What is crAIg?
crAIg is a self-teaching AI built by Joe Crozier and Nikolai Savas for YHack.
How does crAIg work?
crAIg is a uses Neuroevolution to learn how to play Mario. Neuroevolution is the artificial evolution of neural networks through genetic algorithms. In simpler terms, crAIg evolves much like species do, selecting for success every generation.
crAIg started out knowing nothing about Mario, or even what a game is. All crAIg starts with is a list of inputs and outputs, and he uses these to learn how to play Mario.
The algorithm that crAIg uses to evolve is called "NEAT", based off of this paper published in the MIT Press Journals by Kenneth O. Stanely and Risto Miikkulainen: Evolving Neural Networks through Augmented Topologies. An indepth explanation to the implementation of the NEAT algorithm from a programmers perspective can be found here.

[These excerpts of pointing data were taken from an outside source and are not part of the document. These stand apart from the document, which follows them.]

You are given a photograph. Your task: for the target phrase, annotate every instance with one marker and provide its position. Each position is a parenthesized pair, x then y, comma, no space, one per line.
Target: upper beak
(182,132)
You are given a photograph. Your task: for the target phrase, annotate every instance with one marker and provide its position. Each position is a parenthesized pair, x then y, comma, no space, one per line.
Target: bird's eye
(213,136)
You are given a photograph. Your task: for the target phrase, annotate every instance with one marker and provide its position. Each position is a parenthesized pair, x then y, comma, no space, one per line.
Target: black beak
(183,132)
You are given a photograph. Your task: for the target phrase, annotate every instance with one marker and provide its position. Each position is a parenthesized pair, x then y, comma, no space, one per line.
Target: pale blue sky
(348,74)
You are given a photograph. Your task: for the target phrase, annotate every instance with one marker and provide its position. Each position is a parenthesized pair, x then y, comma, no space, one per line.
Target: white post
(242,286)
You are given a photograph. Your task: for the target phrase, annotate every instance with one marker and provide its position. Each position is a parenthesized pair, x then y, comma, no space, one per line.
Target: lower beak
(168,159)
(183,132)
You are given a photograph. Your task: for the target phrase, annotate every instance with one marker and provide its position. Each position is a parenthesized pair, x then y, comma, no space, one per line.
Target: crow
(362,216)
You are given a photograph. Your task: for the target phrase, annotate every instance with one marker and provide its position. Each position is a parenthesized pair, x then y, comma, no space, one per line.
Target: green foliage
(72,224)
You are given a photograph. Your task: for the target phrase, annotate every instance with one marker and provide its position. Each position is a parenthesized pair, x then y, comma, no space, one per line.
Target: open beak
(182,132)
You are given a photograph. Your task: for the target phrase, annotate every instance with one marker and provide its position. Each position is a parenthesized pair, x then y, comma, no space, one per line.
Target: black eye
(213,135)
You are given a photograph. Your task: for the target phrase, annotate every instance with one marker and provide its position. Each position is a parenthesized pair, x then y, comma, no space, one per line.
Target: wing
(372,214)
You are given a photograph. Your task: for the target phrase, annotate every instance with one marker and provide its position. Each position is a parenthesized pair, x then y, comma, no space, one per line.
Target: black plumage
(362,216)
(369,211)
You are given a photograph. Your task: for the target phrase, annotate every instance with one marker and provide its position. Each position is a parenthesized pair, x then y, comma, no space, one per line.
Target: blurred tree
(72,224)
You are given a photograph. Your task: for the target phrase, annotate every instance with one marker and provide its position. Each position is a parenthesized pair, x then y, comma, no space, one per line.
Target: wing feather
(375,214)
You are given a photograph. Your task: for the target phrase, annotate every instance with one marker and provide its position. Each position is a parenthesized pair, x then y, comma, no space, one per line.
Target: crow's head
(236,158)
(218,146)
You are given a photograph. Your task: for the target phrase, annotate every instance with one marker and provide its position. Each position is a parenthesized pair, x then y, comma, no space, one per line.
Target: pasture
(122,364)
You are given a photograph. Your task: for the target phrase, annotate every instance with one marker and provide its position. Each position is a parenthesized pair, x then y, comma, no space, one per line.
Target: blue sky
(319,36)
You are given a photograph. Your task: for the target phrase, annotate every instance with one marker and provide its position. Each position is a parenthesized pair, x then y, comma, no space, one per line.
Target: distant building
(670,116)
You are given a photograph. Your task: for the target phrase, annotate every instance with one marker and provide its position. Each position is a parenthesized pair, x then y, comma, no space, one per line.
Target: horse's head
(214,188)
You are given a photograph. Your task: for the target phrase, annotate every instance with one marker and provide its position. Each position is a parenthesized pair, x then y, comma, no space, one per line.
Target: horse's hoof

The code for the NEAT algorithm is all held within the NEAT folder. Check it out! To modify the way that crAIg breeds and selects, you can modify the NEAT/config.lua file.
The idea for crAIg was based on MarIO, built by SethBling. While crAIg attempts to learn about the same game as MarIO, the algorithms present in crAIg differ in some important ways.
Respeciation: crAIg properly implements the respeciation algorithm described by the NEAT method, whereas MarIO skips over this important part of the implementation. Because of this, as crAIg grows more complex, it is unlikely that one species becomes dominant (for a more detailed explanation see point 6 of my blog post).
Extinction: Extinction is new twist on the NEAT algorithm. A similar concept is mentioned briefly in the NEAT paper, but it is implemented in a much more aggressive way in crAIg. The idea is that an underperforming species that continues to underperform will be phased out as it continues to underperform. crAIg does this by keeping track of the placement of each species throughout generations. You can see the implementation of it in NEAT/extinction.lua.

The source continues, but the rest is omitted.